This is easy to do with rule-based filtering such as Spamassassin. The rules are fixed. You simply push a message through, see what things cause negative points and adjust accordingly.

This is tougher for Bayesian filters, which are adaptive. The filter actually trains to your spam (and non-spam--sometimes called ham) stream. Unfortunately, I fear even this system can be gamed. Spammers can train their own Bayesian filters and use them to develop a vocabulary that avoids spam classification.

That's why I think people who believe filtering is a silver bullet solution are being naive. Doesn't mean you shouldn't use filtering technologies--I certainly do. Just means you shouldn't think they will vanquish the spam problem.

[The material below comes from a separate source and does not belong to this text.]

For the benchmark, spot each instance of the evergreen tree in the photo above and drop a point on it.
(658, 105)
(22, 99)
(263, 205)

Remember, spam has nothing to do with content. It's about permission and delivery. Content filtering may exploit some weak heuristics that may identify spam, but ultimately cannot be depended upon as the solution.

Comments

Comments have been closed for this entry.

re: Filtering No Silver Bullet

I agree that filtering is no silver bullet. I wonder, though: do you suppose that filtering could get good enough, and ubiquitous enough, to raise the marginal cost of each spam message that successfully penetrates to the point that sending spam becomes un-economical?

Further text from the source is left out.